Nessuna credo. Infatti sono convinto che quel lavoro abbia in qualche modo stimolato la curiosità di Pupi per questa terribile malattia. D'altronde dopo l'uscita ci siamo scambiati delle email in cui lui stesso mi ha confermato questa impressione.

Però di questo non c'è traccia nelle interviste di Avati

Chiedetelo a lui. Forse questo è l'unico appunto che posso muovergli.

Quanto simili sono i due film?

Tantissimo in partenza, pochissimo nello svolgimento. In tutti e due la malattia viene esaminata nel rapporto di coppia: in entrambi è il marito ad essere affetto dall'Alzheimer. In entrambi la moglie è alla ricerca di un modo, una strada, per comunicare con lui. Fin qui ci sono punti di contatto; poi, però, abbiamo scelto due modi molti diversi per proseguire.
Tutte le altre analogie sono certamente dovute alla malattia che ha sintomi e sviluppi che inevitabilmente finiscono con caratterizzare la storia in un certo modo.

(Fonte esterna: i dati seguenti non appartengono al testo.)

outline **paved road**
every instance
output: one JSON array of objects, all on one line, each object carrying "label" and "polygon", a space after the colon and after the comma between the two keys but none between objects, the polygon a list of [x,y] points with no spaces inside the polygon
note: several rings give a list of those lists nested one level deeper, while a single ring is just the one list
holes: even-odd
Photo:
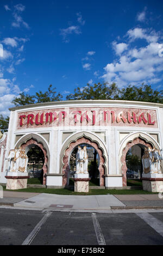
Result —
[{"label": "paved road", "polygon": [[163,245],[163,212],[89,213],[0,208],[0,245]]}]

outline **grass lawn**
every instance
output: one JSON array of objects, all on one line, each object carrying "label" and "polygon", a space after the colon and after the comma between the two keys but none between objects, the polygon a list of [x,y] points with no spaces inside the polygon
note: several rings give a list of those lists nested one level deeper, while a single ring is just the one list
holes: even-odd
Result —
[{"label": "grass lawn", "polygon": [[46,193],[48,194],[65,194],[65,195],[96,195],[96,194],[155,194],[146,191],[142,190],[91,190],[90,189],[88,193],[75,192],[73,190],[68,188],[35,188],[28,187],[17,190],[6,190],[5,187],[3,187],[4,191],[18,191],[32,193]]},{"label": "grass lawn", "polygon": [[[37,184],[41,185],[42,182],[41,179],[39,178],[31,178],[30,179],[28,179],[28,184]],[[90,181],[89,185],[90,186],[99,186],[99,179],[92,179]],[[70,179],[70,185],[74,186],[74,180],[72,178]],[[137,180],[137,179],[127,179],[127,185],[129,186],[142,186],[142,180]]]},{"label": "grass lawn", "polygon": [[40,178],[30,178],[28,179],[27,184],[42,185],[42,184]]},{"label": "grass lawn", "polygon": [[[96,194],[155,194],[146,191],[142,190],[91,190],[91,186],[97,186],[97,181],[90,182],[90,190],[88,193],[75,192],[73,189],[71,188],[46,188],[43,187],[27,187],[27,188],[12,190],[12,191],[33,192],[33,193],[46,193],[48,194],[65,194],[65,195],[96,195]],[[30,178],[28,180],[28,184],[41,184],[39,178]],[[70,179],[70,185],[74,185],[74,181]],[[142,186],[142,181],[140,180],[127,180],[127,186]],[[4,191],[11,191],[11,190],[6,190],[5,186],[3,187]]]}]

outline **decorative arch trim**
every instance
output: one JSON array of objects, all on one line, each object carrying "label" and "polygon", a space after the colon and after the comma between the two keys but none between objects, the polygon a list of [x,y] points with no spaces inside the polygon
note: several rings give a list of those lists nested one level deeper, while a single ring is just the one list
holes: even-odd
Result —
[{"label": "decorative arch trim", "polygon": [[45,174],[46,174],[48,172],[50,155],[48,145],[43,138],[37,134],[29,133],[21,137],[17,142],[15,147],[17,148],[21,147],[22,148],[26,149],[26,153],[27,154],[29,150],[29,146],[31,144],[35,144],[39,147],[43,153],[45,162],[42,167],[43,170],[43,184],[46,185],[46,177],[45,177]]},{"label": "decorative arch trim", "polygon": [[159,145],[153,138],[149,135],[137,132],[129,135],[123,141],[119,151],[119,165],[121,173],[123,175],[123,186],[127,186],[126,172],[127,167],[126,163],[126,154],[128,150],[134,145],[141,144],[144,147],[153,148],[155,147],[160,149]]},{"label": "decorative arch trim", "polygon": [[60,154],[60,174],[64,174],[62,185],[67,184],[67,176],[70,170],[69,156],[73,149],[82,143],[88,144],[97,151],[100,157],[98,170],[100,174],[100,186],[104,185],[104,174],[108,174],[108,157],[105,146],[97,136],[87,132],[80,132],[73,135],[64,143]]}]

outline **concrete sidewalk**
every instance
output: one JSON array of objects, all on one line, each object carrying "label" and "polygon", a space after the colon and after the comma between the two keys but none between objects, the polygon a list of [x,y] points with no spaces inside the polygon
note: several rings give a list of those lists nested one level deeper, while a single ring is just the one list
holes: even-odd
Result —
[{"label": "concrete sidewalk", "polygon": [[95,211],[116,209],[163,209],[158,194],[130,195],[64,196],[4,191],[0,205],[58,211]]}]

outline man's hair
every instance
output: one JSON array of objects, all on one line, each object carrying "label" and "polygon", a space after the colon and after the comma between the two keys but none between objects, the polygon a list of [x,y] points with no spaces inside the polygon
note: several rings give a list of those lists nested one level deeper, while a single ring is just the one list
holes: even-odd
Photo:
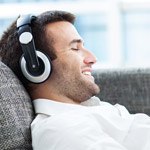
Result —
[{"label": "man's hair", "polygon": [[[47,36],[45,28],[47,24],[58,21],[67,21],[74,24],[75,16],[65,11],[47,11],[38,15],[31,26],[36,49],[45,52],[51,60],[57,57],[53,48],[55,41],[51,35]],[[19,65],[23,52],[18,40],[16,22],[17,20],[2,35],[0,40],[0,57],[1,61],[9,66],[24,86],[28,88],[29,82],[23,77]]]}]

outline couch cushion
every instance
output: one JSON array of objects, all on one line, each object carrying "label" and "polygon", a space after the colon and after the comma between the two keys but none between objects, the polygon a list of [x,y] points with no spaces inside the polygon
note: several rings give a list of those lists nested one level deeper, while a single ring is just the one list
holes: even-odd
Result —
[{"label": "couch cushion", "polygon": [[101,100],[122,104],[130,113],[150,115],[149,68],[99,69],[94,76],[101,89]]},{"label": "couch cushion", "polygon": [[0,150],[30,150],[31,100],[13,74],[0,62]]}]

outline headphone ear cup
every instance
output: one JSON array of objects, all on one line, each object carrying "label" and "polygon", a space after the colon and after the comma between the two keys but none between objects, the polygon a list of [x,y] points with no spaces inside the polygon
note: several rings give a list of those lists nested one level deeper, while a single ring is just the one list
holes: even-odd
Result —
[{"label": "headphone ear cup", "polygon": [[41,51],[36,50],[36,54],[40,64],[38,74],[34,72],[34,70],[30,70],[27,67],[27,63],[24,56],[22,56],[20,59],[20,67],[23,75],[26,77],[27,80],[29,80],[32,83],[42,83],[46,81],[51,74],[51,60],[47,55],[45,55]]}]

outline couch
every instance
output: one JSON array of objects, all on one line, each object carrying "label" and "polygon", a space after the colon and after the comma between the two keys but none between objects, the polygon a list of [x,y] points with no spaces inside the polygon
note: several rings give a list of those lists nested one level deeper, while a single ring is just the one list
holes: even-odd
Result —
[{"label": "couch", "polygon": [[[150,69],[96,69],[93,75],[102,101],[150,115]],[[0,62],[0,150],[32,150],[30,123],[34,117],[28,93]]]}]

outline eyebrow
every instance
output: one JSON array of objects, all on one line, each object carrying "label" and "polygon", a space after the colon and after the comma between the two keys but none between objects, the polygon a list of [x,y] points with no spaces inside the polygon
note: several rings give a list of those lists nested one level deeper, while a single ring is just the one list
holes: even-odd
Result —
[{"label": "eyebrow", "polygon": [[73,43],[84,43],[82,39],[74,39],[72,40],[69,45],[73,44]]}]

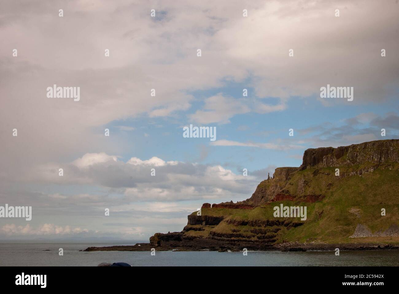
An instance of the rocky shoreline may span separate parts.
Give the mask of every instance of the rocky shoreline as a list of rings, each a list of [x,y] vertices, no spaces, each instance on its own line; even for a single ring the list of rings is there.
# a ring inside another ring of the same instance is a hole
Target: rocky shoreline
[[[398,180],[399,139],[308,149],[300,167],[276,168],[246,200],[204,203],[180,232],[84,251],[398,250]]]
[[[176,244],[173,242],[166,242],[162,246],[156,246],[150,243],[139,243],[133,245],[107,246],[104,247],[89,247],[84,251],[151,251],[154,248],[156,251],[217,251],[223,252],[227,251],[237,252],[243,251],[244,248],[249,251],[280,251],[295,252],[306,251],[333,251],[338,248],[340,251],[363,250],[398,250],[399,245],[391,244],[375,244],[373,243],[347,243],[341,244],[283,243],[271,246],[254,247],[253,245],[242,247],[236,245],[217,244],[217,242],[209,242],[209,247],[203,244],[195,244],[192,241],[187,243],[180,242]],[[244,244],[243,244],[244,245]]]

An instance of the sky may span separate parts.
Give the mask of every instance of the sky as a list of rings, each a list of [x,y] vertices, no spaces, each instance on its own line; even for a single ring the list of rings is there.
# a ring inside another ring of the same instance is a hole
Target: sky
[[[397,139],[398,2],[2,2],[0,206],[32,216],[0,218],[0,240],[148,239],[308,148]]]

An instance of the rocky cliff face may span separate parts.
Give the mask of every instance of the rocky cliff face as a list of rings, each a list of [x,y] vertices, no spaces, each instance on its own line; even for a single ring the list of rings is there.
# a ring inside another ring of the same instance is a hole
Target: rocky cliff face
[[[298,181],[298,188],[294,194],[288,192],[286,186],[287,183],[296,172],[310,167],[336,167],[360,166],[366,163],[374,164],[372,167],[352,171],[350,175],[353,175],[361,174],[365,171],[372,171],[379,165],[387,162],[399,162],[399,140],[371,141],[336,148],[327,147],[308,149],[304,153],[302,164],[299,167],[276,169],[273,178],[261,182],[251,197],[243,203],[256,206],[276,200],[299,199],[300,196],[314,199],[314,195],[303,194],[306,184],[304,180]]]
[[[276,169],[247,200],[204,203],[180,232],[86,251],[399,249],[398,154],[399,140],[308,149],[300,167]],[[307,217],[275,216],[282,206]]]
[[[378,164],[399,162],[399,140],[366,142],[336,148],[308,149],[303,155],[302,170],[309,167],[336,167],[361,165],[368,162]]]
[[[188,216],[183,231],[157,233],[151,245],[219,251],[333,250],[337,243],[350,250],[399,248],[398,155],[397,139],[308,149],[300,167],[276,169],[251,198],[204,203],[201,215]],[[277,205],[306,206],[307,218],[276,217]]]

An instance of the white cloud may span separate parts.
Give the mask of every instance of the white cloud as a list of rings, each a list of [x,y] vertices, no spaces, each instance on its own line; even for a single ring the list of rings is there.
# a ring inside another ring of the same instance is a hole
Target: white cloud
[[[116,161],[117,157],[109,155],[104,152],[87,153],[80,158],[74,161],[72,164],[81,168],[87,167],[97,163],[103,163],[110,161]]]
[[[243,143],[229,140],[217,140],[211,142],[211,145],[214,146],[237,146],[243,147],[256,147],[264,149],[275,150],[287,150],[288,149],[302,149],[303,146],[293,144],[277,144],[273,143],[256,143],[253,142]]]
[[[190,120],[198,123],[230,122],[229,119],[236,114],[250,111],[245,100],[242,101],[219,93],[206,98],[203,110],[197,110],[190,115]]]

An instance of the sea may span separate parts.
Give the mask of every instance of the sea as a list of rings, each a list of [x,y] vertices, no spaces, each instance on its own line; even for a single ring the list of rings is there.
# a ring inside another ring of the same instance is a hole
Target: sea
[[[399,251],[79,251],[91,246],[134,245],[147,240],[0,241],[0,266],[95,267],[124,262],[133,266],[397,266]],[[59,255],[62,248],[63,255]],[[49,251],[47,251],[49,250]]]

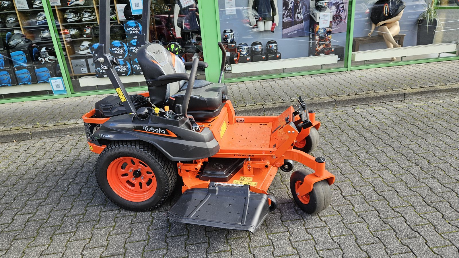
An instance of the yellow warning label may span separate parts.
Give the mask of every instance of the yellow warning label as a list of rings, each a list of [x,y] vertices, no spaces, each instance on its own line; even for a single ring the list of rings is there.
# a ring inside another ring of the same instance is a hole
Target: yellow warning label
[[[250,182],[249,181],[242,181],[241,180],[233,180],[233,184],[236,185],[249,185],[251,187],[256,187],[258,183],[257,182]]]
[[[241,176],[239,178],[240,180],[242,180],[242,181],[253,181],[253,177],[249,177],[248,176]]]
[[[122,102],[124,102],[126,101],[126,97],[124,97],[124,94],[123,93],[123,92],[121,91],[121,88],[117,88],[115,89],[116,91],[116,93],[118,93],[118,96],[119,96],[119,99],[121,100]]]
[[[225,134],[225,132],[226,132],[226,128],[228,128],[228,124],[226,123],[226,121],[223,122],[223,124],[222,125],[222,127],[220,128],[220,137],[222,138],[223,137],[223,135]]]

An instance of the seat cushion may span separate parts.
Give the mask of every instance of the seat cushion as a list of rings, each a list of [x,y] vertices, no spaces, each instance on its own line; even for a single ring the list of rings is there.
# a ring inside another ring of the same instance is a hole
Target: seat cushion
[[[181,104],[185,97],[186,82],[177,93],[172,96],[175,100],[174,104]],[[211,82],[203,80],[196,80],[191,91],[191,97],[188,105],[189,111],[213,110],[222,105],[223,94],[227,94],[228,89],[224,83]]]

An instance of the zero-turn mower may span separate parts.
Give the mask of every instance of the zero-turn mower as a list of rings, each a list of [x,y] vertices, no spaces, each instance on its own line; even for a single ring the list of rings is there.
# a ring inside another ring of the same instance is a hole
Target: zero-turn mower
[[[151,210],[170,196],[180,176],[182,195],[166,216],[253,232],[277,206],[268,188],[278,170],[292,170],[295,160],[311,169],[291,176],[297,204],[308,213],[326,208],[335,176],[325,169],[325,159],[308,154],[319,142],[315,112],[300,97],[297,109],[280,115],[236,115],[221,83],[226,55],[222,44],[219,82],[195,79],[206,63],[184,63],[161,44],[146,42],[150,2],[143,1],[137,41],[148,92],[129,96],[108,49],[109,1],[101,1],[94,61],[106,70],[118,96],[97,102],[83,119],[90,148],[100,154],[96,177],[106,197],[124,209]]]

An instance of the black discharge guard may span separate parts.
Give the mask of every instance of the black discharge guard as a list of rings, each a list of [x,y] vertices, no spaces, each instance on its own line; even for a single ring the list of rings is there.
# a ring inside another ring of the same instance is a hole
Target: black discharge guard
[[[268,195],[248,185],[211,182],[208,188],[187,190],[165,216],[178,222],[253,233],[269,212]]]

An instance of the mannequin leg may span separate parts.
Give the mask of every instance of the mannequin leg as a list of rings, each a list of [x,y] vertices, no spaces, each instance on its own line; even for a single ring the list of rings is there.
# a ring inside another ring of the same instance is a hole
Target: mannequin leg
[[[257,26],[258,27],[259,31],[264,30],[264,21],[257,21]]]

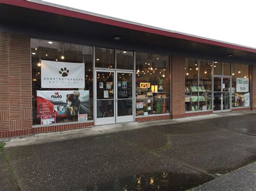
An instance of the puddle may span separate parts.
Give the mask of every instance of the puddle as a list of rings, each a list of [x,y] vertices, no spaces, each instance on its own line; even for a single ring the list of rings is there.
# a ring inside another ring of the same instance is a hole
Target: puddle
[[[185,190],[212,179],[194,174],[162,172],[131,175],[99,185],[88,185],[76,190]]]

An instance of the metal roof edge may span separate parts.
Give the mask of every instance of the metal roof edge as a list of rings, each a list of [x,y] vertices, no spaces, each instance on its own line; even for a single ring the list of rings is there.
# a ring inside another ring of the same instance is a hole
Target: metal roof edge
[[[163,29],[163,28],[158,27],[156,27],[156,26],[151,26],[151,25],[149,25],[144,24],[142,24],[142,23],[136,23],[136,22],[132,22],[132,21],[130,21],[130,20],[127,20],[119,19],[119,18],[116,18],[116,17],[107,16],[105,16],[105,15],[101,15],[101,14],[99,14],[99,13],[94,13],[94,12],[90,12],[90,11],[84,11],[84,10],[83,10],[78,9],[76,9],[76,8],[73,8],[64,6],[64,5],[59,5],[59,4],[55,4],[55,3],[48,2],[45,2],[45,1],[41,1],[41,0],[25,0],[25,1],[29,2],[31,2],[31,3],[34,3],[40,4],[44,5],[54,7],[54,8],[56,8],[66,10],[70,11],[73,11],[73,12],[78,12],[78,13],[80,13],[86,14],[86,15],[87,15],[95,16],[95,17],[100,17],[100,18],[104,18],[104,19],[112,20],[117,21],[117,22],[122,22],[122,23],[125,23],[125,24],[131,24],[131,25],[137,25],[137,26],[138,26],[147,27],[147,28],[149,28],[149,29],[154,29],[154,30],[158,30],[158,31],[164,31],[164,32],[170,32],[170,33],[175,33],[175,34],[180,34],[180,35],[184,35],[184,36],[186,36],[190,37],[192,37],[192,38],[198,38],[198,39],[204,39],[204,40],[210,40],[210,41],[215,41],[216,43],[223,43],[223,44],[226,44],[226,45],[235,46],[238,46],[238,47],[240,47],[241,48],[250,48],[250,49],[251,49],[252,50],[253,50],[253,51],[251,51],[251,52],[254,52],[254,53],[256,51],[256,48],[254,48],[254,47],[250,47],[250,46],[241,45],[237,44],[234,44],[234,43],[226,42],[226,41],[221,41],[221,40],[218,40],[211,39],[211,38],[206,38],[206,37],[203,37],[198,36],[196,36],[196,35],[193,35],[193,34],[188,34],[188,33],[186,33],[180,32],[178,32],[178,31],[172,31],[172,30],[168,30],[168,29]],[[205,43],[205,44],[207,44],[207,43]],[[235,48],[234,48],[234,49],[235,49]],[[248,52],[250,52],[250,51],[248,51]]]

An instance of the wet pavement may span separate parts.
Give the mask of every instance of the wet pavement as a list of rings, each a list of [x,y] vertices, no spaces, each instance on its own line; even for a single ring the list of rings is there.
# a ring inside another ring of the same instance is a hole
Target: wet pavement
[[[22,190],[184,190],[256,160],[256,113],[245,114],[96,127],[4,151]]]

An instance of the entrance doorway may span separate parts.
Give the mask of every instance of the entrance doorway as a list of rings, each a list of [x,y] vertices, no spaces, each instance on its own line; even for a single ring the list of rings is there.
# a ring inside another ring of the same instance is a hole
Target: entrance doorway
[[[213,77],[213,112],[231,111],[231,77]]]
[[[96,69],[94,79],[95,125],[133,121],[133,73]]]

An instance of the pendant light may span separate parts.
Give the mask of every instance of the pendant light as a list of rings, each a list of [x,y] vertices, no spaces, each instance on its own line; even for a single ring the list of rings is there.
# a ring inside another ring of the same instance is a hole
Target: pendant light
[[[63,51],[63,49],[64,49],[64,44],[62,43],[62,56],[61,57],[62,60],[63,60],[65,58],[65,57],[64,56],[64,51]]]
[[[138,70],[137,70],[137,72],[139,72],[139,58],[138,60]]]
[[[37,66],[38,67],[41,67],[41,52],[40,51],[40,44],[41,43],[41,41],[39,41],[39,47],[38,47],[38,51],[39,51],[39,62],[37,63]]]

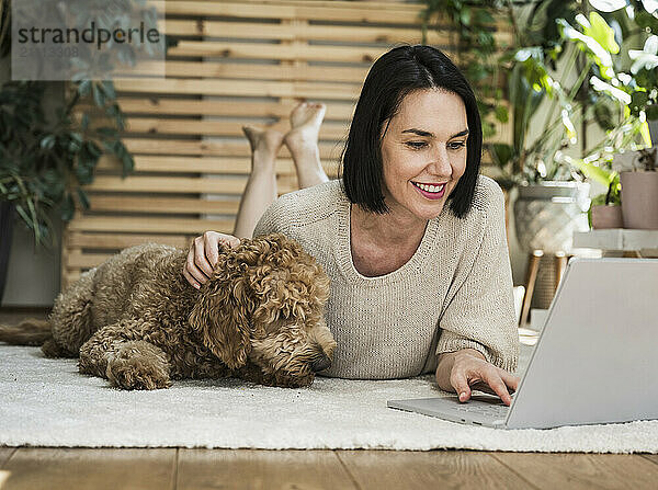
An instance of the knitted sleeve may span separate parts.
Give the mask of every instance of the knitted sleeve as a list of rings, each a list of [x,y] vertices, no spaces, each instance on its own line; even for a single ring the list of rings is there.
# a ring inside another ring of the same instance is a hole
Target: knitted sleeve
[[[488,362],[513,372],[519,360],[519,335],[504,230],[504,197],[494,181],[489,180],[485,187],[484,236],[479,246],[466,249],[475,251],[473,266],[460,273],[462,276],[453,283],[458,285],[456,292],[446,298],[449,303],[439,321],[436,355],[475,349]]]
[[[290,214],[286,213],[284,201],[285,200],[283,200],[283,196],[280,196],[276,201],[270,204],[256,224],[252,237],[276,232],[287,235],[288,226],[286,216]]]

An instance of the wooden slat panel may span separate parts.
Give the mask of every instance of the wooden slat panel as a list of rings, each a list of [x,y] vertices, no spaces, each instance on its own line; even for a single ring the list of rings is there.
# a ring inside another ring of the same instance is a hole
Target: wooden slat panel
[[[360,88],[345,83],[314,83],[304,81],[234,81],[207,79],[116,79],[116,90],[123,92],[231,95],[231,96],[284,96],[314,100],[352,101],[359,98]]]
[[[133,75],[154,73],[160,68],[152,61],[141,61],[132,71]],[[167,78],[230,78],[230,79],[260,79],[260,80],[306,80],[362,83],[367,73],[367,67],[324,67],[303,66],[292,67],[253,61],[238,64],[227,61],[179,61],[167,60],[164,67]]]
[[[283,178],[280,180],[283,183]],[[114,191],[114,192],[154,192],[154,193],[208,193],[208,194],[237,194],[240,195],[247,185],[247,178],[235,179],[204,179],[185,176],[141,176],[131,175],[127,178],[99,175],[84,189],[89,191]],[[294,191],[287,185],[280,185],[280,193],[285,194]]]
[[[169,56],[215,56],[243,59],[279,59],[303,61],[373,62],[387,48],[362,46],[291,46],[271,43],[217,43],[181,41],[169,49]]]
[[[195,158],[195,157],[145,157],[135,156],[135,170],[138,172],[164,172],[164,173],[220,173],[220,174],[249,174],[251,172],[251,160],[249,158]],[[102,170],[120,170],[121,163],[109,156],[103,156],[97,166]],[[337,166],[324,163],[327,175],[336,175]],[[280,175],[292,175],[295,173],[293,160],[290,158],[276,159],[276,173]]]
[[[91,269],[105,262],[112,253],[71,252],[67,257],[66,266],[69,269]]]
[[[234,141],[198,141],[181,139],[147,139],[147,138],[123,138],[128,151],[148,155],[196,155],[196,156],[229,156],[248,157],[251,151],[247,140]],[[321,143],[318,145],[320,158],[334,159],[340,156],[342,145],[334,143]],[[281,148],[280,157],[290,157],[286,147]]]
[[[194,233],[195,235],[195,233]],[[140,243],[162,243],[185,248],[190,238],[180,235],[121,235],[121,233],[89,233],[71,231],[69,243],[77,248],[125,249]]]
[[[90,204],[90,209],[94,212],[235,215],[240,203],[226,200],[91,195]]]
[[[236,102],[185,99],[118,98],[126,114],[205,115],[205,116],[253,116],[287,118],[292,104],[268,102]],[[332,103],[327,107],[326,121],[350,121],[354,111],[352,103]]]
[[[173,118],[128,117],[126,132],[150,133],[161,135],[206,135],[206,136],[243,136],[242,124],[234,121],[190,121]],[[287,123],[277,129],[285,132]],[[345,123],[324,123],[320,127],[320,139],[344,139],[349,133]]]
[[[309,5],[308,3],[261,4],[202,1],[167,1],[167,15],[235,16],[243,19],[304,19],[343,22],[373,22],[389,24],[416,24],[420,5],[408,4],[406,9],[376,9],[368,5],[337,2],[337,4]],[[315,3],[315,2],[314,2]]]
[[[446,26],[447,27],[447,26]],[[230,37],[236,39],[279,39],[279,41],[339,41],[349,43],[420,43],[422,34],[419,29],[395,29],[360,26],[354,29],[347,25],[303,24],[288,26],[257,22],[222,22],[168,20],[168,35]],[[428,32],[428,43],[434,44],[445,39],[436,31]]]
[[[203,233],[216,230],[232,231],[232,219],[180,219],[149,217],[148,219],[123,217],[81,217],[69,223],[70,231],[117,231],[123,233]]]
[[[186,247],[207,229],[232,232],[251,170],[241,126],[285,132],[300,100],[328,105],[319,150],[327,174],[338,176],[343,140],[371,62],[396,43],[421,38],[418,13],[423,5],[404,1],[156,3],[167,14],[162,31],[186,38],[169,50],[164,79],[115,79],[127,114],[123,141],[139,173],[122,179],[118,161],[101,159],[100,172],[87,187],[91,208],[79,210],[65,231],[65,285],[112,250],[145,241]],[[447,46],[451,24],[439,19],[429,30],[429,42]],[[499,24],[495,35],[509,38],[510,30]],[[144,62],[140,69],[147,75],[156,65]],[[94,114],[95,109],[83,109]],[[93,124],[102,123],[97,114]],[[279,194],[297,189],[285,146],[277,155],[276,174]],[[203,194],[222,195],[214,200]],[[216,215],[227,218],[205,219]]]

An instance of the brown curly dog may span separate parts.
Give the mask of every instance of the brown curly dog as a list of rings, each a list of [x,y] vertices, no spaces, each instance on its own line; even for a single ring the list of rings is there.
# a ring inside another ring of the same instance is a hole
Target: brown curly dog
[[[47,332],[25,321],[0,328],[0,341],[79,356],[81,373],[125,389],[227,376],[302,387],[331,365],[329,278],[296,241],[272,233],[223,248],[200,290],[181,274],[186,255],[155,243],[126,249],[57,297]]]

Pupi Avati dice di aver trattato l'Alzheimer non in chiave dolorosa... perché, alla fine, sulla patologia del protagonista, prevale la grandissima storia d’amore che lui riesce a rinsaldare con la moglie.
Lei, Felli, aveva dichiarato due anni prima: “Il film non intende dipingere i toni più drammatici del problema […] nello scrivere la sceneggiatura, infatti, ho badato a non perdere l’equilibrio, in bilico tra la necessità di non camuffare la realtà della malattia e la voglia di raccontare una storia d’amore così forte da andare oltre la memoria”.
Altra coincidenza?

Sicuramente. E poi ribadisco: se un regista tanto famoso quale è Avati si fosse davvero ispirato al mio corto o alle mie dichiarazioni, ciò non potrebbe certo causarmi dei fastidi o delle gelosie, ma piuttosto mi confermerebbe la qualità del lavoro fin qui realizzato.